Street food in Montmartre

     Held each October, the Fête des Vendanges in Montmartre celebrates the very small amount of wine actually produced right here in Paris. The harvest, of course, is just another excuse for a helluva street party. Much of it happens around the base of Sacré Coeur, the white onion-domed church that's one of the city's best-known landmarks. The view from the top is staggering, and so are you after ascending hundreds of stone steps. Rather than climbing on foot (or probably on knees by the time we'd made it there) to the base of Sacré Coeur, we queued with dozens of other party-goers and took the funiculaire, a cable car that, for the price of a metro ticket, whisks you from base camp to summit in about a minute.
    Wine, wine, wine, champagne, champagne, champagne. Sample it, buy it by the glass or by the bottle and ask for it to be opened and supplied with a few plastic glasses. Then go find a convenient spot to enjoy.
Then stack your empties alongside all the others.
      It's not all drinking of course. There's also food, food, food. This year's theme is France's various tropical islands.
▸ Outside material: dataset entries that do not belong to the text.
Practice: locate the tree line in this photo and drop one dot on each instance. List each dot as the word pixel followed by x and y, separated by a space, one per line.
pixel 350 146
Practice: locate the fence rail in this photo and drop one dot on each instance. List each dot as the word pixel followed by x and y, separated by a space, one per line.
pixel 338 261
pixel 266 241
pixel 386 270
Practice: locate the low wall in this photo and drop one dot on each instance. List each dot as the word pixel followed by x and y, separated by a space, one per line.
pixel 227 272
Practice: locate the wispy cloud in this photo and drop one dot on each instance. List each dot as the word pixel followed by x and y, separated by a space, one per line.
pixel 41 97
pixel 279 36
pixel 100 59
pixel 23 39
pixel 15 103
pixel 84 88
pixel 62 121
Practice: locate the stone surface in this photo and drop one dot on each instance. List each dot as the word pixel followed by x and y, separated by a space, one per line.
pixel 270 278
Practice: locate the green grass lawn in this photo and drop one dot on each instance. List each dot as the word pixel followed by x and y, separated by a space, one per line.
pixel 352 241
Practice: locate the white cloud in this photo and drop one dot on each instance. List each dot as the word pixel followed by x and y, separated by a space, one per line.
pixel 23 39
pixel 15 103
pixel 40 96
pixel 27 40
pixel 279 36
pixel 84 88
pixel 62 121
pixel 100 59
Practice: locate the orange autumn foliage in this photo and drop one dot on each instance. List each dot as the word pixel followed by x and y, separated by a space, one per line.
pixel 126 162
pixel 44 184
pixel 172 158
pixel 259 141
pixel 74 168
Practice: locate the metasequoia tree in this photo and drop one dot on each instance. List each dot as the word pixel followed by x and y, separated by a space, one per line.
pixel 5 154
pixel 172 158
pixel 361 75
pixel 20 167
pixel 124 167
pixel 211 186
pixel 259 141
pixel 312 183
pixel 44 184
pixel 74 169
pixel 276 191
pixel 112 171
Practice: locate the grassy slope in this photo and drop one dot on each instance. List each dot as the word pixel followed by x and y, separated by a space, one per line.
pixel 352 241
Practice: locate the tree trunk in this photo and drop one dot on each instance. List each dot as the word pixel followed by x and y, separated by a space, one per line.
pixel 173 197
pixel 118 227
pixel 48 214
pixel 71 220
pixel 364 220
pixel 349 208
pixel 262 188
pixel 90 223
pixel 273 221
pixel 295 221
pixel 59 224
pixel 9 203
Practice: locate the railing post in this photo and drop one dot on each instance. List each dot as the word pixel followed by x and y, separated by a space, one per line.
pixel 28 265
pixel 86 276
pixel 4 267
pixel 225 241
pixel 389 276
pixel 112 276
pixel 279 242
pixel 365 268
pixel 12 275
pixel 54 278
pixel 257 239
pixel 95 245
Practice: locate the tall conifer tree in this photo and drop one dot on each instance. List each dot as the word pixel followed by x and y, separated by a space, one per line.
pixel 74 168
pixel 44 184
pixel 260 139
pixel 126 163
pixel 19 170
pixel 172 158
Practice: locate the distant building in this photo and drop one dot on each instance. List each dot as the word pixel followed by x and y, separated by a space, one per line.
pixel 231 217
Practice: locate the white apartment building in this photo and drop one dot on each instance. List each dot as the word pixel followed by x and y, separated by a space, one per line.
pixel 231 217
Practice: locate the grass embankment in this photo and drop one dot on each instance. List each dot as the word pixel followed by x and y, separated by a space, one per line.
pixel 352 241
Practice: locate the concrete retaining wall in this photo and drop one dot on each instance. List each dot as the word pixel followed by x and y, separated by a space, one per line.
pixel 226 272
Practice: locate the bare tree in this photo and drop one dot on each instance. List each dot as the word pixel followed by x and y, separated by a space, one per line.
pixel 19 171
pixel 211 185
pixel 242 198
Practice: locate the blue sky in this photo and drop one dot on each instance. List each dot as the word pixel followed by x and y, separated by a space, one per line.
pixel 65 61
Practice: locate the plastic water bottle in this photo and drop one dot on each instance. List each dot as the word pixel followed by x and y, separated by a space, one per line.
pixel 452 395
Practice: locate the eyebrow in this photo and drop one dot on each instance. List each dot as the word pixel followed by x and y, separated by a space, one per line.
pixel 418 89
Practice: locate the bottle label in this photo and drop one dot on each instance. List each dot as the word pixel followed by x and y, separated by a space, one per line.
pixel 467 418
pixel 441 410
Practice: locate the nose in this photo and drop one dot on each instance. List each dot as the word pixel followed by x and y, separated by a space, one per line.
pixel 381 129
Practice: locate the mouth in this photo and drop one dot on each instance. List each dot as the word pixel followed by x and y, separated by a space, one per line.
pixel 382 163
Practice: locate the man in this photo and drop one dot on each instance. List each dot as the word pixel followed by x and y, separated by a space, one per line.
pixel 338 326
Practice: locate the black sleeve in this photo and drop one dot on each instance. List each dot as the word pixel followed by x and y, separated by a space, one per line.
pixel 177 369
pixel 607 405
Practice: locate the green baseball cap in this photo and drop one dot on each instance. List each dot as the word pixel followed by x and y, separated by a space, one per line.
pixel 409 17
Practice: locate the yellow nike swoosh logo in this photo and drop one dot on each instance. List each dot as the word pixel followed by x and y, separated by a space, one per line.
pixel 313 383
Spicy smells met us as we climbed towards the main exhibition area.

This stall sold sandwiches filled with foie gras--and your choice of fig chutney of confit of onions--or goose rillettes.
     Bad mistiming. It was too late for lunch, and too early for dinner, so we ruined our appetites about 6 p.m. with a barquette of potatoes and cepes, then funiculaire-d back to ground level, metro-d back to the Marais and, a couple of hours later, still found ourselves too stuffed for anything more than a bowl of Vietnamese noodles.